The ICPA highlights a few reasons why you should quit smoking:

  • Cigarettes contain arsenic, formaldehyde, lead, hydrogen cyanide, nitrogen oxide, carbon monoxide, ammonia and 43 known carcinogens.
  • Nearly 8 out of 10 COPD (Chronic Obstructive Pulmonary Disease or emphysema) deaths are a result of smoking and currently there is no cure for COPD.
  • The chance that a lifelong smoker will die prematurely from a complication of smoking is about 50%.
  • In South Africa, tobacco smoking ranks third highest as a mortality risk factor- accounting for approximately 44 000 deaths every year in South Africa.
  • Smoking has been found to harm nearly every bodily organ and organ system in the body and diminishes a person’s overall health.
  • Being exposed to second hand smoke slows the growth of children’s lungs and can cause them to cough, wheeze, and feel breathless.
  • Smoking is a leading cause of cancer and death from cancer. It causes cancers of the lung, oesophagus, larynx, mouth, throat, kidney, bladder, liver, pancreas, stomach, cervix, colon, and rectum, as well as acute myeloid leukaemia.

What happens when you stop smoking?

Smokers who ditch the habit will be surprised by how much their health improves in a short time – in fact after only 20 minutes without a cigarette, blood pressure and pulse start to drop and after eight hours blood oxygen levels return to normal levels. After 24 hours without a cigarette, carbon monoxide leaves the body and lungs start to clear out mucous and debris,” says Maimin.

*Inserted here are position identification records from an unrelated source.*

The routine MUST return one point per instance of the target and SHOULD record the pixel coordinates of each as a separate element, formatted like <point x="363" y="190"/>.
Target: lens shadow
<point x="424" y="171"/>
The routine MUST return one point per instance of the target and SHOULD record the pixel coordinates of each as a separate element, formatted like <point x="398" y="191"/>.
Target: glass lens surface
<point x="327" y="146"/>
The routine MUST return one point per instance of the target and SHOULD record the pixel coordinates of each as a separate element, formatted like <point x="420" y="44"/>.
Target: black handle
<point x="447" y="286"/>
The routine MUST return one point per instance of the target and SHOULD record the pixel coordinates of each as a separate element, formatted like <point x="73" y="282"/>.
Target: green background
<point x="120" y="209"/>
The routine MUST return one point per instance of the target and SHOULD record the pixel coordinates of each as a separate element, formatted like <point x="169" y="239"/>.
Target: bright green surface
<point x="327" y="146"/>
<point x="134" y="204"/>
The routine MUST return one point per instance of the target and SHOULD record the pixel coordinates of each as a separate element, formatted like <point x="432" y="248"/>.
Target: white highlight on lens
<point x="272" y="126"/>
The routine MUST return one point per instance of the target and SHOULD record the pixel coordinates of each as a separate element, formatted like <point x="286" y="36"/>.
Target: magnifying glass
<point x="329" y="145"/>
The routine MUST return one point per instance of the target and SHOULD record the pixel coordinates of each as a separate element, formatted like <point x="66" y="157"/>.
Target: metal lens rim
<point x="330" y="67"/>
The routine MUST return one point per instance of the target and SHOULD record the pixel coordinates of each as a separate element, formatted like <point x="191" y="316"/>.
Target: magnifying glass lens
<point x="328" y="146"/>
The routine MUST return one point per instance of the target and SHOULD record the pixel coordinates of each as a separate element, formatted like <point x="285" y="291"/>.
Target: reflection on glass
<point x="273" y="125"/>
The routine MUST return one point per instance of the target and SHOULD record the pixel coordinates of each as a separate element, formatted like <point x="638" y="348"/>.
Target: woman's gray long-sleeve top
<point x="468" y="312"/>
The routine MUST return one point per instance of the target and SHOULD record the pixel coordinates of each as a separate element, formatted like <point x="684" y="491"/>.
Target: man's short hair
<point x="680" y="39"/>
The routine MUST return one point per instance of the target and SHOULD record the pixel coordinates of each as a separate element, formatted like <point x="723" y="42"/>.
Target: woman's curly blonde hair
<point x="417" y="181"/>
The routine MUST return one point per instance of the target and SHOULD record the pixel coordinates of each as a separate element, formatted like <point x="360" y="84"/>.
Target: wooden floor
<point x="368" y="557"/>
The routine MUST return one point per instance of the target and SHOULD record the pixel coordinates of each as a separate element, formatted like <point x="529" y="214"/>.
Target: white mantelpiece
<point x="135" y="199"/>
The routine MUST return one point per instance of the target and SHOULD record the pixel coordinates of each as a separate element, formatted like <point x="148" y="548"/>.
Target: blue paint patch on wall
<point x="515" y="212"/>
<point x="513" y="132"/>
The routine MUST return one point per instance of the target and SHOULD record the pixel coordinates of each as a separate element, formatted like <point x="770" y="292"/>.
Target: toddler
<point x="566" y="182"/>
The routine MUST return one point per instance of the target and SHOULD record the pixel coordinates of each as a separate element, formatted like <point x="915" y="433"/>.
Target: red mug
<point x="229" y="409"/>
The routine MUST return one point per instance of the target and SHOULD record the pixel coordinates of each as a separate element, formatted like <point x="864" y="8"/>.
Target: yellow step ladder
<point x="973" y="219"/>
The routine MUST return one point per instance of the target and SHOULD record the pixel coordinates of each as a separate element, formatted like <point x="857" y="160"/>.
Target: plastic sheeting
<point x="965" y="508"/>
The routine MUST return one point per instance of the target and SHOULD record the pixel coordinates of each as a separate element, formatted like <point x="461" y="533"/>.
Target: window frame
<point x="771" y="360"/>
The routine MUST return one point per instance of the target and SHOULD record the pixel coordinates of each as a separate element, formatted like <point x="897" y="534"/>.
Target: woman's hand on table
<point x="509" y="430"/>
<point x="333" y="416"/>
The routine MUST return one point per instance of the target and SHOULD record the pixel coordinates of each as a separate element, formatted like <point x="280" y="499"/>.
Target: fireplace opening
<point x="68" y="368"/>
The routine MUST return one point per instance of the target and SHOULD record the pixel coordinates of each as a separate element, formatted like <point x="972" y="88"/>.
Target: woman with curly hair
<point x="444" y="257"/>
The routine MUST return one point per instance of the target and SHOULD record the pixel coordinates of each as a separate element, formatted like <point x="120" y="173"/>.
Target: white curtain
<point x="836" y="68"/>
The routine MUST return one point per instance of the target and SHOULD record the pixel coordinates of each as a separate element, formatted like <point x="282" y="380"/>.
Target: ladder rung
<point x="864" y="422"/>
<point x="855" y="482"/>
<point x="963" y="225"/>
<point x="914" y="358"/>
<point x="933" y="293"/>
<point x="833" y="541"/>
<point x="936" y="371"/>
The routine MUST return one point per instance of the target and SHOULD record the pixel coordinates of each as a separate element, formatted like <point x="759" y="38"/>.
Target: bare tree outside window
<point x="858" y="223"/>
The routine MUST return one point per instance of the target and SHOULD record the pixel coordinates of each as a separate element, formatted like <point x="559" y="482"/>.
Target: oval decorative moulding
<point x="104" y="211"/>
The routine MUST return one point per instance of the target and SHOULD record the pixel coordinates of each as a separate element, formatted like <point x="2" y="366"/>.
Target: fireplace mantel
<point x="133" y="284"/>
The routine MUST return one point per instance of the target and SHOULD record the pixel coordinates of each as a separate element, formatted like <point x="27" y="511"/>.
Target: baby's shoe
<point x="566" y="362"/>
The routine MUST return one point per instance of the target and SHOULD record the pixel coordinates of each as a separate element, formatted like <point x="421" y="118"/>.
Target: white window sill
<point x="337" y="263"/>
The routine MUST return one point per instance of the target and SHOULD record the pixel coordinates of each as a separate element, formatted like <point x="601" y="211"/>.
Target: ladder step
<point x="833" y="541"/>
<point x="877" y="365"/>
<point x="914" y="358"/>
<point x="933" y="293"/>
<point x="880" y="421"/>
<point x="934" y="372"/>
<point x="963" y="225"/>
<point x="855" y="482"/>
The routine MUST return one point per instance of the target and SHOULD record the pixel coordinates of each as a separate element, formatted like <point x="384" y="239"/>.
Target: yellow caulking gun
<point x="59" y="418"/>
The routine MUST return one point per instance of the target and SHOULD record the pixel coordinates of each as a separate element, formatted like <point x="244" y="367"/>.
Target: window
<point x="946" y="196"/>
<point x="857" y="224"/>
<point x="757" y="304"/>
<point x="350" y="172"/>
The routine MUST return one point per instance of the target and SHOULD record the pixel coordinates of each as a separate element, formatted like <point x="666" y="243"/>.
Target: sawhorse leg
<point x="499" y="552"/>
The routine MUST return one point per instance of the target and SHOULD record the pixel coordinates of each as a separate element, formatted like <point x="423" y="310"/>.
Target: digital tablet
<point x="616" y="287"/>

The chart below shows the beneficial health changes that take place after you quit smoking:

Time since last cigarette Health change Health benefit
20 minutes Drop in heart rate & blood pressure Less strain on the heart and reduced risk of hypertension
12-24 hours Carbon monoxide levels in your blood drop to normal Red blood cells are free to carry more oxygen around your body
48 hours Damaged nerve endings start to regrow Your sense of smell and taste start to improve
3 days The nicotine in your body has all been metabolised and excreted You are 100% nicotine free
2-12 weeks Circulation improves and your lung function increases You start to breathe easier and energy levels increase
1-9 months The cilia in the lungs regrow and start clearing accumulated tar from the lungs Your coughing and shortness of breath decrease
1 year Your risk of coronary heart disease is about 50% that of a smoker’s Your chance of a heart attack is halved
5 years Your risk of having a stroke is reduced In 5-15 years your risk of a stroke is the same as a that of a non-smoker
10 years Your risk of lung, mouth, throat, oesophagus, bladder, cervix and pancreas cancers all decrease Your risk of lung cancer is about 50% less than that of a smoker
15 years Your risk of coronary heart disease is the same as that of a non-smoker You are no longer at an increased risk of heart attack or stroke due to smoking
20 years Your risk of smoking related diseases is now the same as that of a non-smoker You are good as new!

Considering the dire consequences to a person’s overall health it is surprising that cigarettes are the single-most traded item on the planet, with approximately one trillion being sold from country to country each year. At a global take of more than $400 billion, it’s one of the world’s largest industries.

“Research shows that about 70% of smokers would like to give up smoking, 35% attempt to stop each year but less than 3% are actually successful. Smokers need help to stop smoking and your community pharmacist is available to provide this help,” says Maimin.

“Whether you are looking for a detailed plan to help you quit smoking, seeking some advice on nicotine patches or anything in between, talk to your local community pharmacist. .Stopping smoking is the single most important thing you can do for your health and the health of those around you.”